Hall said the reason he was given on why MWC was not asked to be in the COAC is because officials wanted "like minded" schools.
"All I heard is they wanted to be with like minded people or like minded schools," Hall said. "I think the interpretation is in the beholder. I don't really know what it means. But it depends on who you talk to on what opinion you get on something like that."
The COAC will use the 2013-14 school year to elect officers, enact bylaws and schedule for the 2014-15 school year. The 12 schools will continue to include out-of-conference games on their team’s schedule.
While the new conference has created a buzz, in certain sports it will not have much of an effect. That includes football and baseball, where the schedule and postseason are dictated by districts teams are in.
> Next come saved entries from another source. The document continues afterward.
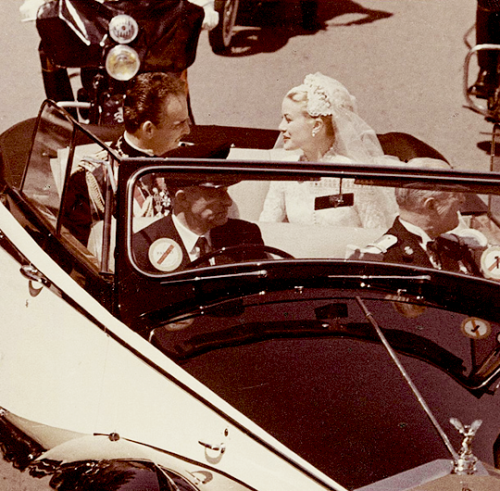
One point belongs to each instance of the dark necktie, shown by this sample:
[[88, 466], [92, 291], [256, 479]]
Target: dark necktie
[[433, 253], [203, 246]]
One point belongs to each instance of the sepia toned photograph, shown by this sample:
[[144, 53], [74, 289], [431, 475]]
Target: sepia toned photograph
[[250, 245]]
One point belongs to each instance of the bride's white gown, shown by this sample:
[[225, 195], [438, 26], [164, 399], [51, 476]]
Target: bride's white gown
[[294, 202]]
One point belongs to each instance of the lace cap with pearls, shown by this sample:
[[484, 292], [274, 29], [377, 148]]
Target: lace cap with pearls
[[325, 95]]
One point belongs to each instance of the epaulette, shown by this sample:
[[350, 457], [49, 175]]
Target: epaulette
[[380, 246], [470, 238]]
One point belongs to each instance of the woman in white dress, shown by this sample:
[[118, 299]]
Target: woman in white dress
[[320, 120]]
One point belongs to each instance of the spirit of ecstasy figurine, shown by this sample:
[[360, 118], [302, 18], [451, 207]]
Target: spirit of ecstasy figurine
[[466, 462]]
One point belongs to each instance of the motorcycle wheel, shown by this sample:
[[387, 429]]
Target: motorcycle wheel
[[220, 36]]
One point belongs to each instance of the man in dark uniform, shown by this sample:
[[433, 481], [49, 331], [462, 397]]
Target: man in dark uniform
[[420, 234], [156, 119], [198, 225], [487, 32]]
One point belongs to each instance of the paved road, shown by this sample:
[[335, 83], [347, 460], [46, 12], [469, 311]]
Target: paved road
[[401, 58]]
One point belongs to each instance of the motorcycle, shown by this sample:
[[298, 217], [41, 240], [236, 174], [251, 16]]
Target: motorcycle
[[111, 42]]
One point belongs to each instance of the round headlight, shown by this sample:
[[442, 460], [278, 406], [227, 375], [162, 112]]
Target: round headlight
[[123, 29], [122, 62]]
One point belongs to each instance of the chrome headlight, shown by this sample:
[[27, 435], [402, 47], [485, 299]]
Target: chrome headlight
[[122, 62], [123, 29]]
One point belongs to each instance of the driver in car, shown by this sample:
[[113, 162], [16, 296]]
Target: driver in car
[[156, 119], [198, 225]]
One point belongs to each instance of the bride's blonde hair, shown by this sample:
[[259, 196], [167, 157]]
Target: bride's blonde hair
[[300, 96]]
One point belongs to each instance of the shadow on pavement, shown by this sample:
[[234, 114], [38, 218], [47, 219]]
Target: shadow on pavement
[[264, 27]]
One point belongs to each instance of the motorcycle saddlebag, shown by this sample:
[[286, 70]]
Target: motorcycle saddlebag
[[71, 32]]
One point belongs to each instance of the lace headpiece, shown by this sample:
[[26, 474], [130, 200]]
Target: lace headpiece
[[325, 95], [354, 138]]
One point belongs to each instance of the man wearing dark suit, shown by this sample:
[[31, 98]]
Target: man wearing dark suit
[[420, 235], [198, 225], [156, 119]]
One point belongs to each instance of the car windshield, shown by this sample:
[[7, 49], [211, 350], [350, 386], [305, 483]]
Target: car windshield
[[315, 216]]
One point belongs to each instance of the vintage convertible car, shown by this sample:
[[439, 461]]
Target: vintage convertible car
[[287, 366]]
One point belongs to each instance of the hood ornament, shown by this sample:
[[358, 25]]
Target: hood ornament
[[466, 462]]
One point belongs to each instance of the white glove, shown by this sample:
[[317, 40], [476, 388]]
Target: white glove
[[29, 9], [211, 18]]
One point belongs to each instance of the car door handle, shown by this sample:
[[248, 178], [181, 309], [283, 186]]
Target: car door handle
[[217, 448], [31, 273]]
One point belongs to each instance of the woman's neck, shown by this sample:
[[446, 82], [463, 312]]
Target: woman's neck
[[319, 147]]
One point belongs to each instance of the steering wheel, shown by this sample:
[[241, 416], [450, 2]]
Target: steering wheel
[[242, 248]]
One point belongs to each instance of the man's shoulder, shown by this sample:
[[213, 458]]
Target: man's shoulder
[[238, 223]]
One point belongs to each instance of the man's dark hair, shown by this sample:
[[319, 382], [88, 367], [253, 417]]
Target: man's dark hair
[[145, 98]]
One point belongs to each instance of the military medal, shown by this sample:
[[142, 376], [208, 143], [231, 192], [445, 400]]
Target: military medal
[[165, 254]]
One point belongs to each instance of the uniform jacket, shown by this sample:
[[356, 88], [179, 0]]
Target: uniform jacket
[[233, 233], [399, 245]]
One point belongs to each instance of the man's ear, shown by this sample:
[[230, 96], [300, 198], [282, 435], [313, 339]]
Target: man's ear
[[180, 197], [147, 128]]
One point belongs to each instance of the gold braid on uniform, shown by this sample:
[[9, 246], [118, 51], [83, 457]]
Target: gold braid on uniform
[[95, 194]]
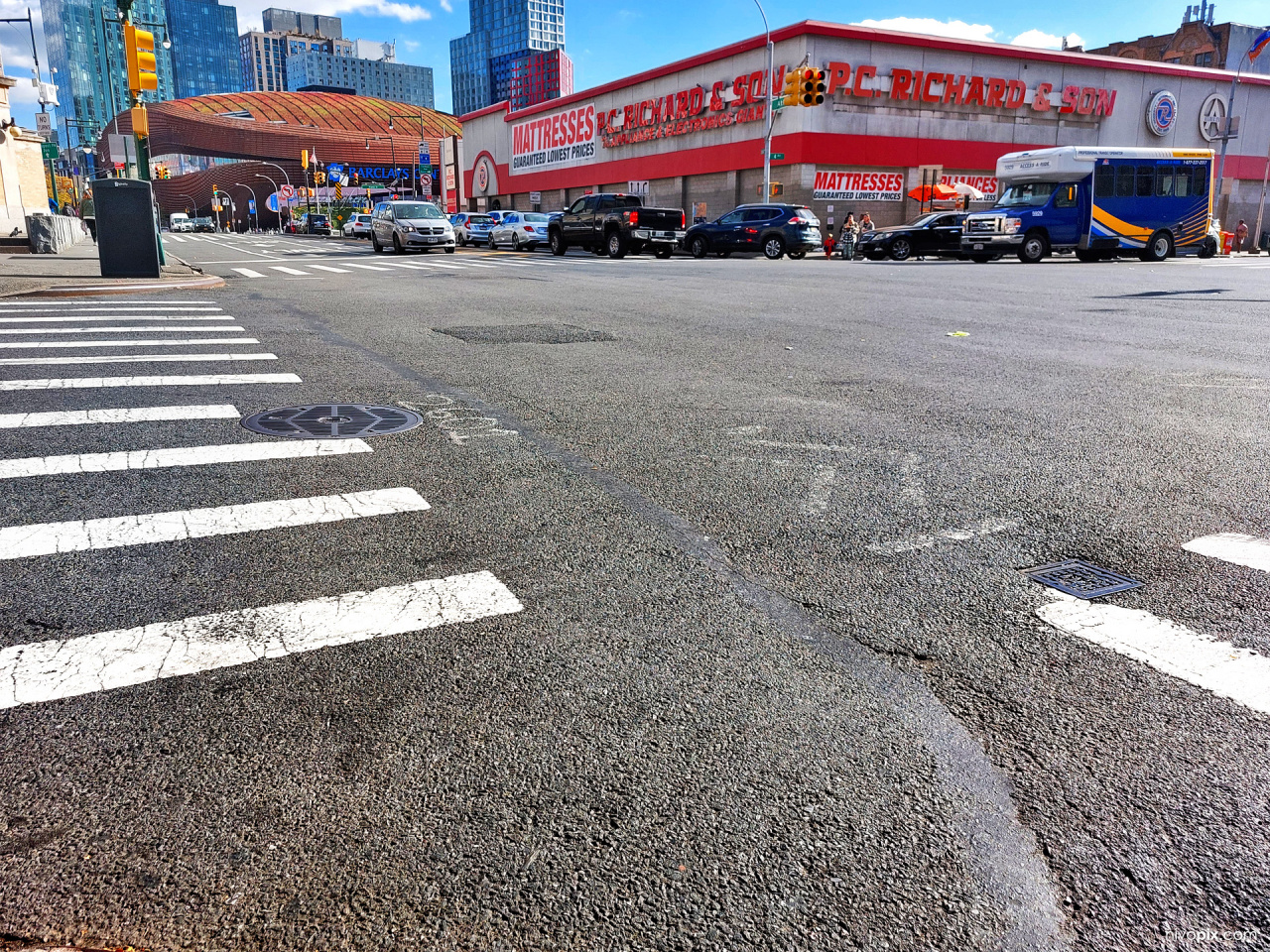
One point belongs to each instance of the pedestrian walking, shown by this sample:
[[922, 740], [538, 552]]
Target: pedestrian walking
[[87, 213], [847, 238]]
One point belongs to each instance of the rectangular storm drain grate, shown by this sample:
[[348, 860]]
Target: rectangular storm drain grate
[[1080, 579], [526, 334]]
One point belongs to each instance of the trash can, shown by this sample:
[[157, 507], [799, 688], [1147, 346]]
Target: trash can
[[127, 243]]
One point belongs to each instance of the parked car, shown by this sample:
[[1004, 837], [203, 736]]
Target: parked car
[[404, 225], [521, 230], [616, 223], [471, 227], [357, 226], [775, 230], [937, 234], [314, 223]]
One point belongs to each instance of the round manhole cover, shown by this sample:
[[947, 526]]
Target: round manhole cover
[[333, 421]]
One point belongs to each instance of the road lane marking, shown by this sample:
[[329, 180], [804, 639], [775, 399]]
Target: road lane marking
[[1218, 666], [79, 318], [178, 456], [1233, 547], [193, 380], [48, 670], [148, 529], [130, 358], [988, 527], [195, 329], [137, 414], [28, 344]]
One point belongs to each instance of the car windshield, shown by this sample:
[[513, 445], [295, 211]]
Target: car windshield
[[417, 209], [1024, 194]]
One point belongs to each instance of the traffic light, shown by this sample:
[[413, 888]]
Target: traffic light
[[143, 70], [811, 90], [789, 94]]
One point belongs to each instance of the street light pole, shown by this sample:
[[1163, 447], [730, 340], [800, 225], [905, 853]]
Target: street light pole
[[767, 139]]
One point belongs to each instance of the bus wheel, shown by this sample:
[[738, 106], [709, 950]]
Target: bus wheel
[[1034, 248], [1159, 248]]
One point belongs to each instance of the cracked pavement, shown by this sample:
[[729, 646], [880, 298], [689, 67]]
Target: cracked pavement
[[776, 682]]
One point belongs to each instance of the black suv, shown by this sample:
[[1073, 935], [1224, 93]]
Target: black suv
[[775, 230]]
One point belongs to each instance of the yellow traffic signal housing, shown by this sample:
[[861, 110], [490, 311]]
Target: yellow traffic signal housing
[[790, 90], [811, 86], [143, 68]]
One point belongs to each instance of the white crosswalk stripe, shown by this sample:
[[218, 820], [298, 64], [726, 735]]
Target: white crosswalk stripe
[[50, 670], [41, 671], [137, 414], [178, 456]]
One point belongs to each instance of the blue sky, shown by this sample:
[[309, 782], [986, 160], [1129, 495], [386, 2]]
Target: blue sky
[[610, 39]]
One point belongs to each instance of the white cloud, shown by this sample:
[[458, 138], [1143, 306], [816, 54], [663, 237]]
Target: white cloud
[[1046, 41], [957, 30]]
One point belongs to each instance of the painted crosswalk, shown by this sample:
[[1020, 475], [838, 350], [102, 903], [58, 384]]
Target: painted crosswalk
[[50, 670], [1202, 658]]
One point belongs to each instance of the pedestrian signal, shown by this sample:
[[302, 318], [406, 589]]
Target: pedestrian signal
[[811, 86], [789, 94], [140, 49]]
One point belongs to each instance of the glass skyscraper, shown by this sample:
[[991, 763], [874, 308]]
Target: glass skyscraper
[[85, 46], [504, 33], [204, 48]]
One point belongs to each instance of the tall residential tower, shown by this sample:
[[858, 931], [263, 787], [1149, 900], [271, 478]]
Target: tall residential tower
[[502, 58]]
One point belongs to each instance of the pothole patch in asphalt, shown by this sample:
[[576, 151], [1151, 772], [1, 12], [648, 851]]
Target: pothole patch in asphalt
[[527, 334]]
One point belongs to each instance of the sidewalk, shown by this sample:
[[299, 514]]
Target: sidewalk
[[77, 271]]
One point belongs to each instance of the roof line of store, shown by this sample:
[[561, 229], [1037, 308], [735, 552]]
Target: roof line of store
[[875, 35]]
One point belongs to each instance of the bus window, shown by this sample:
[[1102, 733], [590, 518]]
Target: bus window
[[1199, 182], [1103, 181], [1124, 181], [1146, 180]]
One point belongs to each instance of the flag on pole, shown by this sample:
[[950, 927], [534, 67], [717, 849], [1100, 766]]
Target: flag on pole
[[1260, 44]]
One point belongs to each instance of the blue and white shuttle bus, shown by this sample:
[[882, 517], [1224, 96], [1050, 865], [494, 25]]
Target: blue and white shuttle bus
[[1098, 203]]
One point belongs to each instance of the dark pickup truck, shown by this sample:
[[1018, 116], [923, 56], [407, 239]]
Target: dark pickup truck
[[617, 225]]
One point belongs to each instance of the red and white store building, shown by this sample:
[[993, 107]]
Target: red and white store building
[[899, 107]]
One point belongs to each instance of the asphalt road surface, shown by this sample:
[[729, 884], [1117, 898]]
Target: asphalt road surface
[[693, 617]]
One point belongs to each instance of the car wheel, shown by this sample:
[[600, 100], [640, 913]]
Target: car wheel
[[1034, 248], [1159, 248]]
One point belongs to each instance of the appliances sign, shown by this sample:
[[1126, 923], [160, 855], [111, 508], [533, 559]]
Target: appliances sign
[[858, 186], [554, 141]]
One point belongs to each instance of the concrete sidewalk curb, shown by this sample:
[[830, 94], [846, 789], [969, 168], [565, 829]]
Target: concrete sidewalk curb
[[200, 284]]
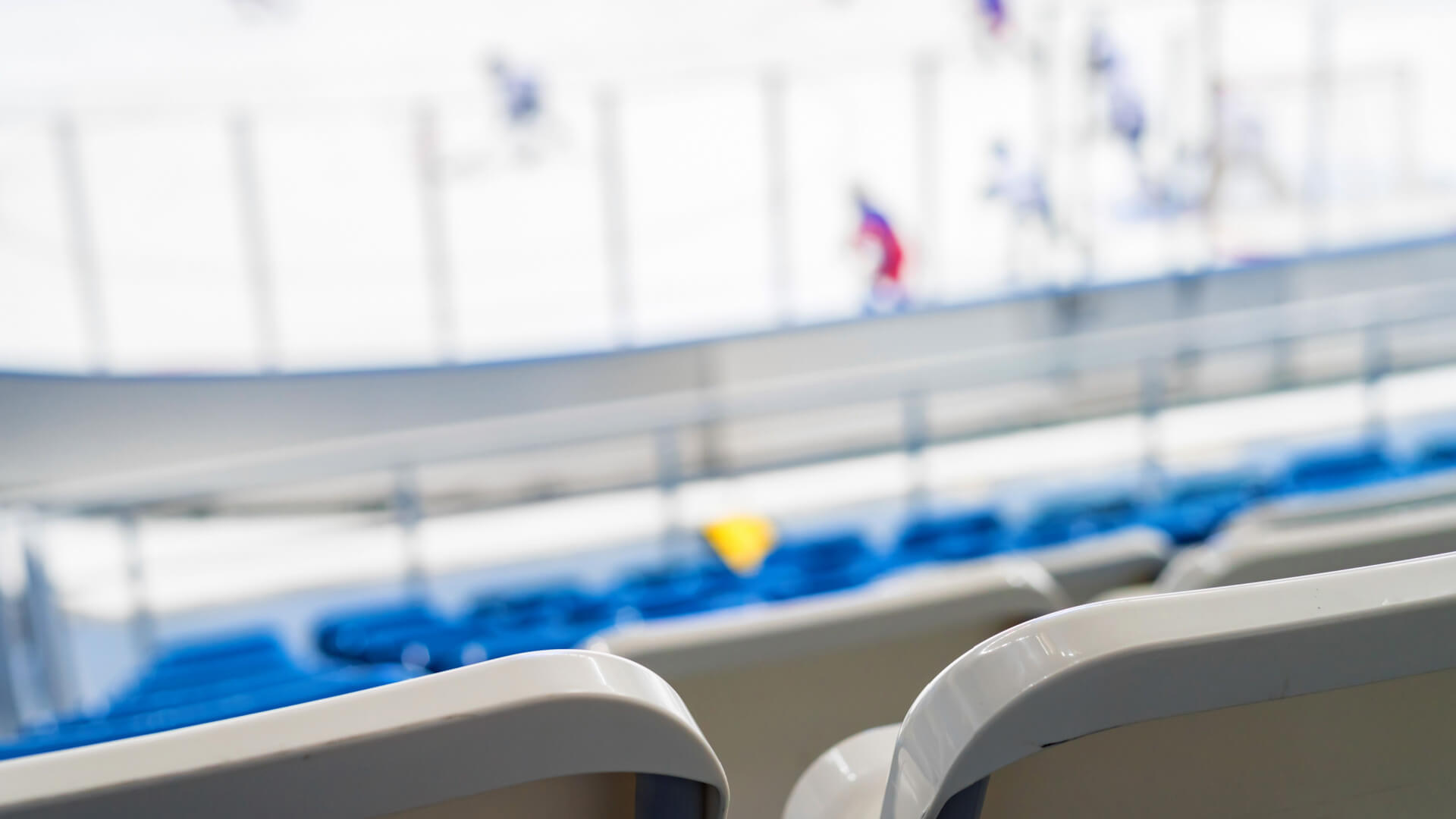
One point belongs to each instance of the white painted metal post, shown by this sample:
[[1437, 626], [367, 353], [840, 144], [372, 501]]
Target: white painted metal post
[[615, 216], [435, 226], [82, 242], [777, 165], [254, 228]]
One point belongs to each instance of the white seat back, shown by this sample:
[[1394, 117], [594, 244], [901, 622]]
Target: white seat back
[[1362, 535], [542, 736], [774, 684], [1438, 488], [1090, 566], [1329, 695]]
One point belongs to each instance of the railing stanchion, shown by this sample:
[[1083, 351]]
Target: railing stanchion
[[408, 510], [82, 242], [143, 621], [435, 222], [615, 216], [255, 242]]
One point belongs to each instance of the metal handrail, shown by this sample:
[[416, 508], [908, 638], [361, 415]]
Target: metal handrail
[[1367, 314]]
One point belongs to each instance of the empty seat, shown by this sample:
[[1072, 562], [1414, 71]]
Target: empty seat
[[817, 566], [1326, 695], [772, 684], [1337, 468], [682, 589], [1365, 534], [1436, 453], [181, 708], [563, 605], [344, 635], [1196, 506], [1090, 566], [952, 537], [555, 735], [1075, 516]]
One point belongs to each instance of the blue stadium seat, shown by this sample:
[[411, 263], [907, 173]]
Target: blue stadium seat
[[552, 605], [1337, 468], [1066, 518], [346, 635], [1196, 506], [201, 681], [814, 567], [682, 589], [952, 537], [1436, 453]]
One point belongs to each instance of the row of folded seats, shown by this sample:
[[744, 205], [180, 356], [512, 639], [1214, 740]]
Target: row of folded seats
[[560, 617], [1308, 698], [209, 681], [200, 682]]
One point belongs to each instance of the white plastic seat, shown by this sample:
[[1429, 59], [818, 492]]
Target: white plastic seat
[[1363, 534], [542, 736], [1094, 564], [774, 684], [1329, 695]]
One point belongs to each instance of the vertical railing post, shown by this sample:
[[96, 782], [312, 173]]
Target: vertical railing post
[[42, 611], [915, 435], [928, 168], [1376, 365], [777, 167], [615, 216], [255, 242], [143, 621], [669, 480], [82, 242], [1321, 82], [9, 632], [435, 228], [408, 510], [1152, 394]]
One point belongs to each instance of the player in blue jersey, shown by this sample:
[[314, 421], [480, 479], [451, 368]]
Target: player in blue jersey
[[1125, 102], [887, 287]]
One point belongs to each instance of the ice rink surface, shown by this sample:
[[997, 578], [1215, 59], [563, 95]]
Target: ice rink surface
[[691, 175]]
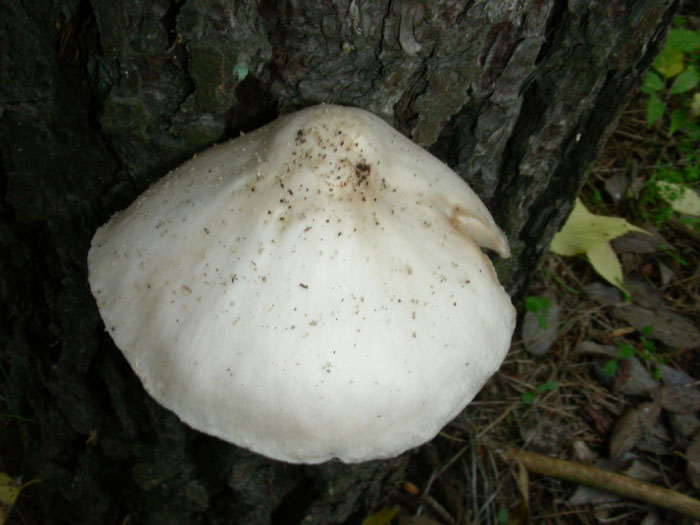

"For baseball we just implemented district play the last two seasons," Westmoore coach Jared Foreman said. "Which means district games take up 16 of our 22 none tournament games. The baseball coaches might be interested in playing a conference tournament at the end of season instead of trying to play everybody during the course of regular season. This would be a very competitive tournament that I think would be very competitive and in some years it might be more difficult to win than the state tournament with the teams involve. Anything that better prepares my program for competing in the state tournament I am in support of."
Sports like basketball, track and cross country will see the most dramatic changes in how they schedule games an who they will compete against in the postseason.
The COAC list six key benefits for forming the conference. They include consistency in scheduling, expansion of student athlete and coach recognition, shared commitment in hosting athletic events and a unified voice to OSSAA for conference's interests.